Nantes-Atlantic National College of Veterinary Medicine, Food Science and Engineering
- Motto: French: Santé et alimentation au coeur de la vie
- Motto in English: Health and food at the heart of life
- Type: Public veterinary school
- Established: 2010 (from the fusion of schools established in 1979 and 1974)
- Affiliations: Université Nantes Angers Le Mans
- Students: 1,100
- Location: Nantes, Pays de la Loire, France
- Website: www.oniris-nantes.fr

= Nantes-Atlantic National College of Veterinary Medicine, Food Science and Engineering =

French educational institution

The Nantes-Atlantic National College of Veterinary Medicine, Food Science and Engineering (École nationale vétérinaire, agroalimentaire et de l'alimentation, Nantes-Atlantique) also known as Oniris or Oniris Nantes, is a French educational institution.
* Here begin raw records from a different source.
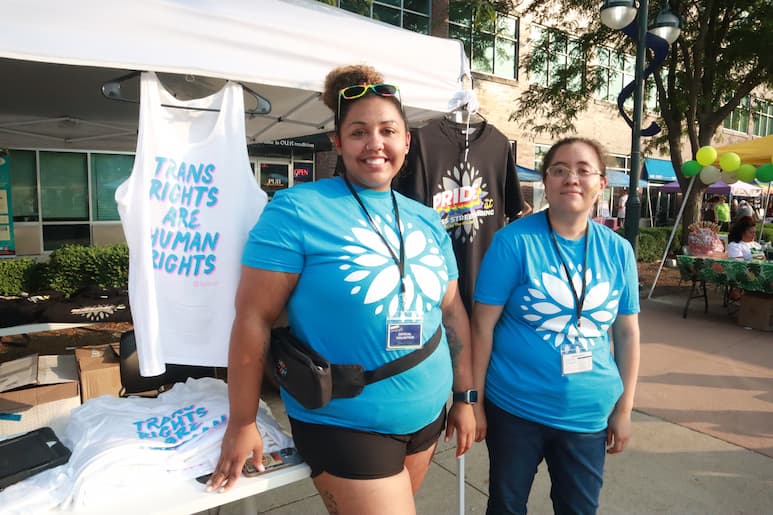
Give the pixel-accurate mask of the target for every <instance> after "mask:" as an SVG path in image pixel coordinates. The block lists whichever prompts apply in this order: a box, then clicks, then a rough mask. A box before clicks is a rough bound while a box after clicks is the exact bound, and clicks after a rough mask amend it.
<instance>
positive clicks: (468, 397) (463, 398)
mask: <svg viewBox="0 0 773 515" xmlns="http://www.w3.org/2000/svg"><path fill="white" fill-rule="evenodd" d="M454 402H464V403H467V404H476V403H477V402H478V390H465V391H463V392H454Z"/></svg>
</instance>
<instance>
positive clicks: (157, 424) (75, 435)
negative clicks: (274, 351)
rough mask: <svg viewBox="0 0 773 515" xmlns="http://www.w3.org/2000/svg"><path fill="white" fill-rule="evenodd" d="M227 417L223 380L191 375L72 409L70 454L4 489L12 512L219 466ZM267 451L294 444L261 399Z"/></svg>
mask: <svg viewBox="0 0 773 515" xmlns="http://www.w3.org/2000/svg"><path fill="white" fill-rule="evenodd" d="M227 420H228V391H227V386H226V384H225V383H224V382H223V381H221V380H218V379H212V378H202V379H189V380H188V381H186V382H185V383H179V384H176V385H175V386H174V387H173V388H172V389H171V390H169V391H167V392H164V393H162V394H160V395H159V396H158V397H157V398H154V399H151V398H145V397H129V398H123V399H122V398H116V397H111V396H102V397H97V398H94V399H90V400H89V401H87V402H86V403H84V404H83V405H82V406H80V407H78V408H76V409H74V410H73V411H72V414H71V419H70V422H69V424H68V426H67V429H66V432H65V435H64V436H63V438H62V441H63V442H64V444H65V445H67V447H69V448H70V449H72V456H71V457H70V461H69V462H68V463H67V464H65V465H62V466H60V467H56V468H54V469H51V470H49V471H46V472H44V473H41V474H39V475H37V476H34V477H32V478H29V479H27V480H26V481H23V482H21V483H18V484H17V485H13V486H11V487H9V488H7V489H6V490H5V491H3V492H1V493H0V505H2V506H3V509H4V510H9V511H10V512H13V511H18V512H20V513H21V512H26V513H29V512H30V510H40V509H48V508H52V507H55V506H61V507H77V506H79V505H84V504H85V505H92V506H93V505H99V504H102V503H105V505H106V506H109V505H110V504H111V500H112V501H113V502H114V501H115V499H116V495H118V492H117V491H116V489H124V488H130V489H132V491H134V492H136V491H142V489H143V488H148V487H152V486H153V485H158V484H169V481H170V480H190V479H192V478H195V477H198V476H201V475H204V474H207V473H210V472H212V471H213V470H214V468H215V465H216V463H217V459H218V456H219V453H220V444H221V442H222V438H223V434H224V432H225V427H226V422H227ZM257 422H258V427H259V429H260V432H261V435H262V436H263V445H264V451H265V452H272V451H276V450H280V449H282V448H285V447H292V446H293V442H292V438H291V437H290V436H288V435H287V434H286V433H284V432H283V431H282V429H281V428H280V426H279V425H278V424H277V422H276V420H275V419H274V418H273V417H272V416H271V414H270V412H269V411H268V407H267V406H266V405H265V403H264V402H263V401H261V405H260V410H259V412H258V417H257Z"/></svg>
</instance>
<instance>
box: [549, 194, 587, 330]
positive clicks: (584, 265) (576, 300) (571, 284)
mask: <svg viewBox="0 0 773 515" xmlns="http://www.w3.org/2000/svg"><path fill="white" fill-rule="evenodd" d="M549 211H550V210H549V209H546V210H545V219H546V220H547V221H548V230H549V231H550V239H551V240H553V246H554V247H555V248H556V253H557V254H558V259H560V260H561V266H562V267H563V269H564V273H565V274H566V282H567V283H569V289H570V290H571V291H572V297H574V302H575V304H574V305H575V311H576V313H577V328H578V329H579V327H580V320H581V319H582V306H583V304H585V288H586V286H587V284H586V282H585V273H586V272H587V270H586V269H585V265H586V263H587V262H588V240H590V224H589V225H588V227H587V228H586V229H585V250H584V252H583V258H582V273H581V274H580V275H581V276H582V292H581V295H580V296H579V297H578V296H577V291H576V290H575V289H574V282H572V276H571V275H569V267H568V266H566V261H564V256H563V255H562V254H561V248H560V247H559V246H558V240H557V239H556V234H555V232H554V231H553V224H551V223H550V213H549Z"/></svg>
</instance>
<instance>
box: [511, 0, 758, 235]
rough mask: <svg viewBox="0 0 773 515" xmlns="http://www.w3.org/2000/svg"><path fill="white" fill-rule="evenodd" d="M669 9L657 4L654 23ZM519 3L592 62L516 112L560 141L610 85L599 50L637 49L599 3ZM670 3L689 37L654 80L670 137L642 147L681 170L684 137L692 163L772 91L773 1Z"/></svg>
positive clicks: (537, 86) (553, 86)
mask: <svg viewBox="0 0 773 515" xmlns="http://www.w3.org/2000/svg"><path fill="white" fill-rule="evenodd" d="M665 3H666V2H662V3H661V2H659V1H657V0H653V1H651V2H650V13H649V16H650V20H652V19H654V17H655V15H656V14H657V12H658V11H659V10H660V9H661V8H662V7H663V5H664V4H665ZM513 4H514V5H513V7H514V8H515V9H516V10H517V11H518V12H520V13H521V14H530V15H532V16H533V17H534V18H535V20H536V21H537V22H538V23H541V24H544V25H546V26H553V27H555V28H557V29H560V30H563V31H564V32H566V33H567V34H572V35H574V34H578V35H579V36H578V39H577V42H576V43H577V48H578V51H581V52H583V53H584V56H585V58H584V59H575V60H573V61H572V62H570V63H568V64H567V65H566V66H564V67H558V68H557V69H556V70H554V71H553V72H552V73H551V74H550V78H549V81H548V84H547V85H546V86H545V85H536V84H532V85H530V86H529V88H528V89H527V90H526V91H525V92H524V94H523V95H521V96H520V98H519V99H517V101H516V110H515V112H514V113H513V114H512V117H514V118H516V117H517V118H518V119H519V120H525V121H526V122H527V123H528V124H529V125H530V127H531V129H532V130H533V131H535V132H537V133H548V134H550V135H552V136H554V137H555V136H558V135H560V134H564V133H567V132H569V131H571V130H572V129H573V128H574V122H575V120H576V119H577V117H578V116H579V115H580V114H582V112H583V111H584V110H585V108H586V106H587V104H588V102H589V101H590V99H591V98H592V96H593V95H594V92H595V91H596V89H597V88H598V87H599V86H600V85H601V84H602V83H603V80H604V78H603V76H602V73H601V72H602V70H600V69H599V68H598V67H596V66H595V65H594V64H593V63H594V61H593V58H592V56H593V53H594V52H595V49H597V48H598V47H610V46H611V47H614V48H616V49H620V50H624V51H626V52H627V53H629V54H631V55H633V54H634V53H635V48H634V44H633V43H632V42H631V40H630V39H629V38H627V37H625V36H624V35H622V34H621V33H620V32H618V31H612V30H610V29H608V28H606V27H604V26H603V25H601V20H600V16H599V9H600V5H601V2H599V1H598V0H575V1H567V2H563V3H559V2H556V1H554V0H529V1H520V2H513ZM668 4H669V5H670V7H671V9H672V11H673V12H674V13H676V14H678V15H679V16H681V18H682V21H683V26H682V33H681V35H680V37H679V39H678V40H677V41H676V42H675V43H674V44H673V45H672V46H671V49H670V52H669V56H668V58H667V60H666V62H665V63H664V65H663V67H662V68H661V70H660V72H658V73H656V74H654V75H653V76H652V78H651V79H650V80H654V92H655V93H656V95H657V102H658V106H659V108H658V112H657V114H656V117H657V118H658V122H659V123H660V125H661V127H662V128H663V131H662V132H661V133H660V134H659V135H658V136H656V137H654V138H652V139H651V140H649V142H647V141H646V140H645V141H644V142H643V143H646V144H647V146H648V147H649V148H658V149H661V150H663V151H666V150H667V151H668V153H669V155H670V156H671V162H672V164H673V166H674V169H675V170H680V169H681V166H682V161H683V157H682V144H683V141H685V139H686V141H687V142H688V143H689V151H690V154H691V155H690V156H689V157H687V158H686V159H690V158H691V157H692V156H694V155H695V153H696V152H697V150H698V149H699V148H700V147H701V146H704V145H709V144H711V141H712V138H713V137H714V135H715V133H716V132H717V129H719V128H720V126H721V125H722V123H723V121H724V120H725V119H726V118H727V117H728V116H729V115H730V114H731V113H732V112H733V110H734V109H736V108H737V107H738V106H739V105H740V104H741V102H742V101H743V100H744V99H745V98H746V97H747V96H748V95H749V94H750V93H751V92H752V91H754V90H756V89H758V88H760V87H762V88H765V87H767V88H773V38H771V37H770V34H773V2H771V1H770V0H670V1H668ZM555 20H560V23H555ZM566 20H575V21H574V22H571V21H570V22H567V21H566ZM544 60H545V54H544V53H539V52H531V53H530V55H529V56H528V57H526V58H525V59H524V66H525V68H526V69H528V70H534V69H540V67H542V68H543V69H544V68H545V67H544V65H545V64H546V63H545V62H544ZM578 78H581V79H582V80H579V81H578ZM649 87H652V85H649ZM650 114H652V113H650ZM546 120H547V121H546ZM677 176H678V177H679V184H680V186H681V189H682V191H683V192H685V191H687V186H688V183H689V179H686V178H684V177H683V176H682V175H681V174H677ZM705 189H706V185H704V184H703V183H702V182H700V180H697V179H696V182H695V185H694V186H693V188H692V190H691V192H690V195H689V196H688V197H687V198H686V199H685V202H686V207H685V211H684V218H683V234H684V235H686V234H687V230H686V229H687V226H688V225H689V224H690V223H692V222H695V221H697V220H698V219H699V216H700V210H701V199H702V198H703V192H704V191H705Z"/></svg>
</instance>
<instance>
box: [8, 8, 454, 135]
mask: <svg viewBox="0 0 773 515" xmlns="http://www.w3.org/2000/svg"><path fill="white" fill-rule="evenodd" d="M106 4H108V5H107V6H106ZM3 22H4V23H3V25H4V29H3V30H2V31H0V74H1V75H2V77H3V78H4V79H3V80H2V81H0V147H16V148H19V147H22V148H36V147H40V148H58V149H67V148H90V149H95V150H100V149H108V150H131V149H133V148H134V146H135V145H136V127H137V119H138V112H139V111H138V106H137V105H136V104H130V103H125V102H117V101H113V100H108V99H106V98H104V97H103V96H102V94H101V90H100V87H101V85H102V84H103V83H105V82H107V81H110V80H112V79H115V78H117V77H120V76H122V75H125V74H126V73H127V70H129V71H134V70H137V71H142V70H153V71H156V72H158V73H159V77H160V78H161V80H162V82H163V83H164V84H165V85H166V86H167V88H168V89H169V90H170V91H172V92H173V93H174V94H175V95H177V96H179V97H180V98H186V97H187V98H191V97H199V96H204V95H206V94H209V93H212V92H213V91H216V90H217V89H219V88H220V87H221V86H222V84H223V83H224V80H225V79H230V80H235V81H240V82H242V83H243V84H245V85H247V86H248V87H250V88H251V89H253V90H255V91H256V92H257V93H258V94H260V95H261V96H263V97H265V98H266V99H268V100H269V101H270V103H271V107H272V109H271V112H270V113H269V114H268V115H266V116H257V117H251V116H250V117H248V118H247V119H246V126H247V127H246V129H247V136H248V143H256V142H267V141H272V140H277V139H286V138H293V137H297V136H304V135H309V134H315V133H320V132H326V131H329V130H331V129H332V114H331V112H330V110H329V109H327V107H325V106H324V104H323V103H322V102H321V101H320V100H319V92H320V91H321V90H322V87H323V79H324V77H325V75H326V74H327V72H328V71H330V70H331V69H332V68H333V67H335V66H339V65H342V64H355V63H367V64H372V65H373V66H375V67H376V68H377V69H378V70H379V71H381V72H382V73H383V74H384V76H385V79H386V80H387V81H388V82H392V83H394V84H397V85H399V86H400V87H401V94H402V98H403V101H404V105H405V106H406V112H407V114H408V117H409V120H410V121H411V123H412V124H413V125H418V124H421V123H423V122H424V121H426V120H427V119H430V118H432V117H435V116H438V115H439V114H440V113H443V112H447V111H449V110H450V109H451V108H452V107H454V101H455V98H458V97H457V96H456V95H457V93H458V92H459V91H460V90H461V89H462V82H461V80H462V77H463V76H465V75H469V66H468V63H467V60H466V57H465V56H464V51H463V48H462V46H461V43H460V42H459V41H456V40H450V39H445V38H434V37H430V36H424V35H421V34H416V33H413V32H410V31H407V30H403V29H399V28H396V27H393V26H391V25H386V24H383V23H379V22H375V21H372V20H369V19H367V18H363V17H361V16H356V15H353V14H352V13H349V12H346V11H343V10H341V9H335V8H331V7H329V6H327V5H324V4H322V3H319V2H315V1H311V0H260V1H259V2H256V1H254V0H198V1H196V2H189V1H182V0H167V1H164V2H159V1H157V0H134V1H133V2H118V1H108V2H105V1H104V0H80V1H79V2H78V3H77V4H73V5H67V4H66V3H62V2H61V1H60V0H24V1H22V0H18V1H14V2H12V3H11V4H10V5H8V6H4V9H3ZM406 56H410V58H406ZM191 78H194V80H193V81H190V79H191ZM138 83H139V80H138V79H133V80H132V81H130V82H129V83H127V84H126V88H122V89H124V90H125V91H126V93H125V94H127V95H131V93H132V88H134V98H137V97H136V90H137V88H138ZM254 103H255V102H254V100H253V99H252V97H250V96H249V95H246V96H245V105H246V106H248V107H250V106H253V105H254Z"/></svg>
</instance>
It operates under the supervision of the ministry of Agriculture. It opened on 1 January 2010 in Nantes, in the Pays de la Loire region.

Oniris was the result of the fusion of the National Veterinary School of Nantes, established in 1979, and of the National School of Agri-Food Engineering of Nantes, established in 1974.

It is one of four French national colleges training veterinary surgeons. It also trains agri-food engineers.